02 listopada 2006, 18:28
Mamusia zapakowała koszyczek dla babci, woła Czerwonego Kapturka i mówi:
- Kapturku, weź rowerek i zawieź ten koszyczek babci.
Czerwony Kapturek wsiada na rowerek i ochoczo pedałuje do babci. Jedzie przez las, aż tu nagle zza krzaków wyskakuje wilk, zrzuca Kapturka z rowerka i rozwala rowerek w drzazgi. Widząc to niedźwiedź dopada wilka, łapie go za gardło i ryczy:
- No no! Wilku! W tej chwili naprawiaj rowerek Czerwonego Kapturka i znikaj, bo ci połamię wszystkie kości!

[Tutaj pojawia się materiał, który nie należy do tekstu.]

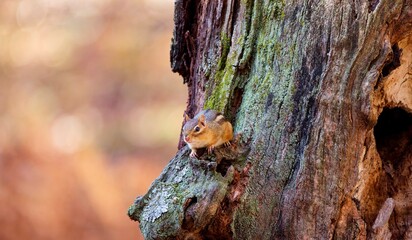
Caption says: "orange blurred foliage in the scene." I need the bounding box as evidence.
[0,0,186,240]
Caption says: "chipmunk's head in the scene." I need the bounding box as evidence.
[183,114,206,144]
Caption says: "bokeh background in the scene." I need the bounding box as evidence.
[0,0,186,240]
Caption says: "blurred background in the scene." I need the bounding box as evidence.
[0,0,186,240]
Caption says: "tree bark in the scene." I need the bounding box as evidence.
[129,0,412,239]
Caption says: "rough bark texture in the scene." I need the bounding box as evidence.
[129,0,412,239]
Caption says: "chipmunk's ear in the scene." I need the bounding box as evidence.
[199,114,206,126]
[185,113,190,122]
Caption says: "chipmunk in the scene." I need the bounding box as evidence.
[183,109,233,157]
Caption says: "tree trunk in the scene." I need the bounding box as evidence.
[129,0,412,239]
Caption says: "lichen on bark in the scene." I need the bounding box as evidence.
[129,0,412,239]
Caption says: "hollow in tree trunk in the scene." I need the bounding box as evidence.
[129,0,412,239]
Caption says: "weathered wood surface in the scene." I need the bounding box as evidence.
[129,0,412,239]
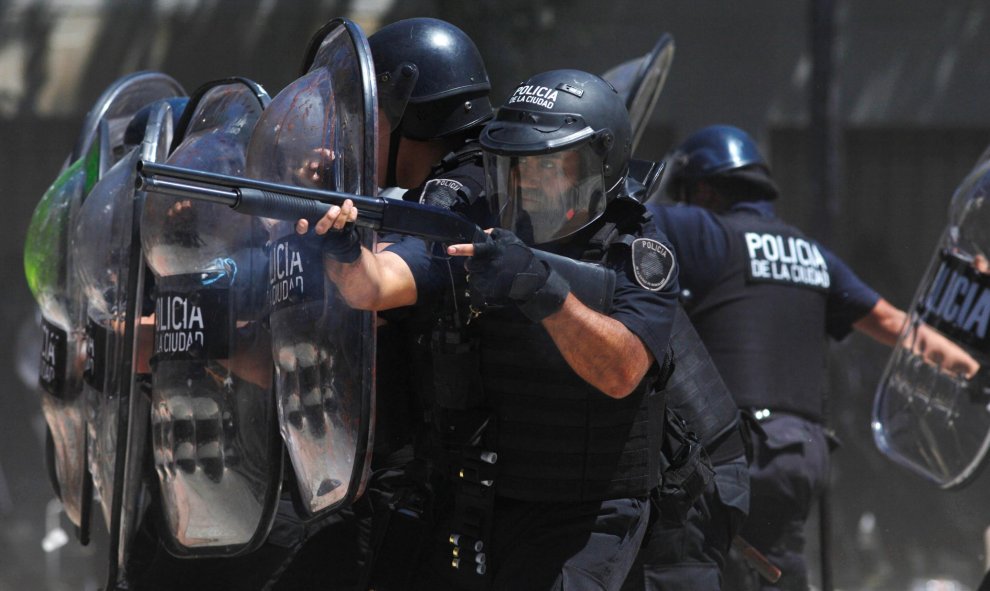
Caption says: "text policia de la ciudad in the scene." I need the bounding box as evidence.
[155,294,206,354]
[268,236,308,309]
[508,84,557,109]
[919,254,990,348]
[744,232,831,289]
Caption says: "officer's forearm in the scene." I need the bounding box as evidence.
[324,247,417,311]
[543,294,653,398]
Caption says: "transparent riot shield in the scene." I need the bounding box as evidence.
[602,33,674,153]
[872,154,990,489]
[72,72,186,164]
[24,138,99,539]
[24,72,182,544]
[71,101,182,584]
[141,79,282,556]
[247,20,377,514]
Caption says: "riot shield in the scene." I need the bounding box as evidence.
[24,72,182,544]
[71,72,186,161]
[247,19,377,515]
[141,78,282,556]
[72,101,183,585]
[24,138,99,541]
[872,149,990,489]
[602,33,674,154]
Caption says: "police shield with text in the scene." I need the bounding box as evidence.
[24,72,182,543]
[873,146,990,489]
[141,79,282,556]
[245,19,378,515]
[72,86,187,585]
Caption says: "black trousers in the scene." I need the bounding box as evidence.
[622,456,749,591]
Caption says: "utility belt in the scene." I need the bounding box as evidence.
[417,409,498,589]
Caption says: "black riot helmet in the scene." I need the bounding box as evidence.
[368,18,492,140]
[667,125,779,201]
[481,70,632,245]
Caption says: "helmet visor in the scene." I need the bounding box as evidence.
[485,144,605,245]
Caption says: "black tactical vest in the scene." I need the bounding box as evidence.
[688,212,831,421]
[477,204,666,501]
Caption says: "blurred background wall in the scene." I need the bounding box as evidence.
[0,0,990,590]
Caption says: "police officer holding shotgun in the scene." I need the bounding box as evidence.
[297,70,677,589]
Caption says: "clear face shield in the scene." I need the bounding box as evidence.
[485,143,606,245]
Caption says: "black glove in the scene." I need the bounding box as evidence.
[465,228,571,322]
[323,222,361,264]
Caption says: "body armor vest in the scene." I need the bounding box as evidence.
[689,212,830,421]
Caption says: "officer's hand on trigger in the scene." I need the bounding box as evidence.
[447,228,570,322]
[296,199,361,263]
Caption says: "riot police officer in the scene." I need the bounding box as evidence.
[288,18,492,589]
[316,70,677,589]
[649,125,976,589]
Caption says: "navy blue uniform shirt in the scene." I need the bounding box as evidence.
[647,201,880,340]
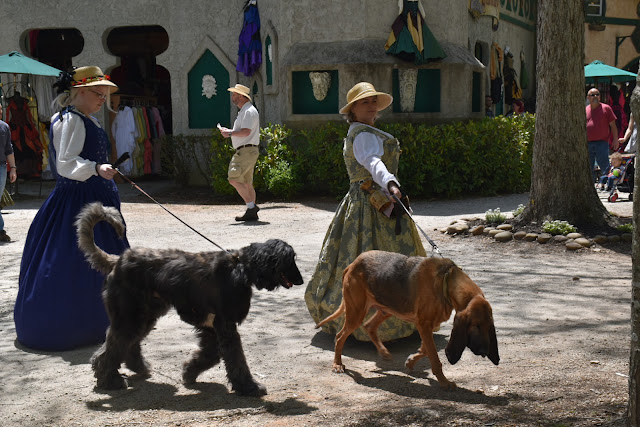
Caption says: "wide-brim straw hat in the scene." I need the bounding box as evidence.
[340,82,393,114]
[71,65,118,93]
[227,84,251,101]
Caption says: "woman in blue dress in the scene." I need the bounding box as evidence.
[14,66,129,351]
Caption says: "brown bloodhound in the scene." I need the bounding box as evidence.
[317,251,500,390]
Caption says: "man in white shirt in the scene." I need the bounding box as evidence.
[219,84,260,221]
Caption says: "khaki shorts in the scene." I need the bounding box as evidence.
[227,147,260,184]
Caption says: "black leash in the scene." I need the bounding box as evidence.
[112,152,229,252]
[391,194,442,256]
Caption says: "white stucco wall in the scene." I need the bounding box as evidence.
[0,0,534,133]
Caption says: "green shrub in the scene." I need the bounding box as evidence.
[542,220,578,236]
[253,124,303,199]
[209,129,236,196]
[484,208,507,224]
[204,114,535,198]
[160,134,213,186]
[513,204,525,217]
[294,122,349,197]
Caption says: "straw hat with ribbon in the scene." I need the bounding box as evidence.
[227,84,251,101]
[71,65,118,93]
[340,82,393,114]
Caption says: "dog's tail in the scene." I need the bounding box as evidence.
[316,298,344,329]
[74,202,124,274]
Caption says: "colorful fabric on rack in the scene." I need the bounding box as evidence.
[384,0,447,65]
[7,94,42,178]
[236,0,262,76]
[111,106,139,175]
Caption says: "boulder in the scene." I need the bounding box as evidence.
[469,225,484,236]
[513,230,527,240]
[607,234,620,243]
[553,234,570,243]
[564,240,584,251]
[593,234,609,245]
[493,230,513,242]
[575,237,591,248]
[537,233,553,243]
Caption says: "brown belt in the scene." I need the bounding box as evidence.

Wilk naprawił szybko rowerek i Kapturek mogła jechać dalej. Następnego dnia mamusia znowu daje Czerwonemu Kapturkowi koszyczek dla babci. Kapturek wsiada na rowerek, ale w lesie zwalnia wypatrując wilka. Ale po wilku ani widu, ani słychu. Kapturek bez problemu dojechała do babci, wchodzi i mówi:
- Babciu! Jakie ty masz duże uszy!
- To żeby cię lepiej słyszeć, wnusiu.
- A jakie ty masz duże zęby!
- To żeby mi było łatwiej zjeść te pyszności, które mi przywiozłaś.
- Ojej! A jakie ty masz czerwone oczy!
- To od spawania tego pieprzonego rowerka!!